The line-of-six spark and the phi spark both share the D4_+2 static symmetry, resulting in a visually similar evolution sequence and envelope. Another similarity is that both sparks eventually decay into two V sparks; in the case of the line-of-six spark, these V sparks are notably farther apart. In addition, the V sparks from the line-of-six spark evolve from short tables, whereas those from the phi spark come directly from a connected, symmetric core pattern.
Generation 7 of the line-of-six spark very closely resembles the minimal phase of the pentadecathlon, but with four extra cells at the center which prevent the pattern from expanding outwards again as well as destroying the core of the pattern through overpopulation.
Occurrence
As a one-cell-thick pattern and basic hexomino, the line-of-six spark is likely one of the earliest discovered sparks. It can evolve from two correctly-placed blinkers which combine into a one-cell-thick line. Another hexomino, the table, evolves into an octomino which subsequently becomes two blinkers in this arrangement, which then fuse accordingly to become this spark.
Another grandparent of this spark, which also converges to two blinkers, is an octomino resembling a "filled" beehive.

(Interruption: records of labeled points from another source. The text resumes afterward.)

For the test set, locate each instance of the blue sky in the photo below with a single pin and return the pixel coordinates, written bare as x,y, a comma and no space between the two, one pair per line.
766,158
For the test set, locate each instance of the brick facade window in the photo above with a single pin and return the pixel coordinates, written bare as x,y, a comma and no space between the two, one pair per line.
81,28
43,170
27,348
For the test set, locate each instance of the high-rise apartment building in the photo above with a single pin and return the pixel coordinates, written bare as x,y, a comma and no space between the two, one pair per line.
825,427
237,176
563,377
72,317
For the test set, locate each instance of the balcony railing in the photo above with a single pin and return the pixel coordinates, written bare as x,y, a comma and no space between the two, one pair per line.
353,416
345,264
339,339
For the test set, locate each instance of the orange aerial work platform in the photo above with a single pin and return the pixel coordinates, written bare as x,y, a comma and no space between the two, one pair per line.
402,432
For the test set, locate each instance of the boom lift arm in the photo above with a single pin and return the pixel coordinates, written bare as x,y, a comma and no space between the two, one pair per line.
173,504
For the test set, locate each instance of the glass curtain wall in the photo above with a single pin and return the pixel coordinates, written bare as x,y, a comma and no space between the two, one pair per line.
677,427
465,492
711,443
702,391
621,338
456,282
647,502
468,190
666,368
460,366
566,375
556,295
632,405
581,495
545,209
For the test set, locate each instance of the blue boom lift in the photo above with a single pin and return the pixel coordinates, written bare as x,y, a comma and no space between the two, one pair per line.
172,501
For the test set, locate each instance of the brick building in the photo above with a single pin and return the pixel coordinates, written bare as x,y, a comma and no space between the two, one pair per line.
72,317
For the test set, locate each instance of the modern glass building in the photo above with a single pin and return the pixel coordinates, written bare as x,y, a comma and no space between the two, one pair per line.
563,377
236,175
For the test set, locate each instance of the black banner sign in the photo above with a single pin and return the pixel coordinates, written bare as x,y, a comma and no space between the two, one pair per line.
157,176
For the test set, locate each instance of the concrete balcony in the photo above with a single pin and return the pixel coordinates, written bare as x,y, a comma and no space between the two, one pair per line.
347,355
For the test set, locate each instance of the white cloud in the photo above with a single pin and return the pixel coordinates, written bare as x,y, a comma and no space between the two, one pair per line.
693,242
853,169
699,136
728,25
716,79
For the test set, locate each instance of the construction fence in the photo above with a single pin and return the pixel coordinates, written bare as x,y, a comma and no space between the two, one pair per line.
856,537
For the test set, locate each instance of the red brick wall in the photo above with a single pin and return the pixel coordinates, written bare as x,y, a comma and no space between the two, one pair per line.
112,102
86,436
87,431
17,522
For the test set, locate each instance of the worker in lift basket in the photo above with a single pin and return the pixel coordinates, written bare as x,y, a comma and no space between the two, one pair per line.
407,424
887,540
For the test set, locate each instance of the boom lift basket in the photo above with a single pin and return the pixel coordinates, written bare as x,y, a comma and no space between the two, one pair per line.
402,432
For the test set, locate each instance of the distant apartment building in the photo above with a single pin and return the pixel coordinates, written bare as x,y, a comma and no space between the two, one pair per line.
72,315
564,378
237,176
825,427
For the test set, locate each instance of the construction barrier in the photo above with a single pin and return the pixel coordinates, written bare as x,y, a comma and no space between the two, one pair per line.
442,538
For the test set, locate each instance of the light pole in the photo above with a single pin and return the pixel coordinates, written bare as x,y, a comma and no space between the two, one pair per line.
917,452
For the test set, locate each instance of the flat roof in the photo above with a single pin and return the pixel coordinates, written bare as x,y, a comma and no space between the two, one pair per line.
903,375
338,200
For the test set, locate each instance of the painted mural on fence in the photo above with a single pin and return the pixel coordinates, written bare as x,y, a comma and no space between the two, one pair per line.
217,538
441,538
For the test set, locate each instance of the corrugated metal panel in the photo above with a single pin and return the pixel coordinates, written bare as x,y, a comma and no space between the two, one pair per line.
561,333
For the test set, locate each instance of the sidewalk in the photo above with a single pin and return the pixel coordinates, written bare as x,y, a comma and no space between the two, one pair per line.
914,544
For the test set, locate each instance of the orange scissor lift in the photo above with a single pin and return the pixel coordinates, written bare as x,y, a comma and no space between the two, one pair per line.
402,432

The line-of-six spark is far less common than the phi spark in asymmetric starting conditions. Furthermore, the nature of Life dictates that a gutter is permanently preserved in patterns with odd mirror symmetry if one is to form in such a pattern, meaning that even patterns with the line-of-six spark's own symmetry are effectively no more likely to create said sparks in their evolution sequence.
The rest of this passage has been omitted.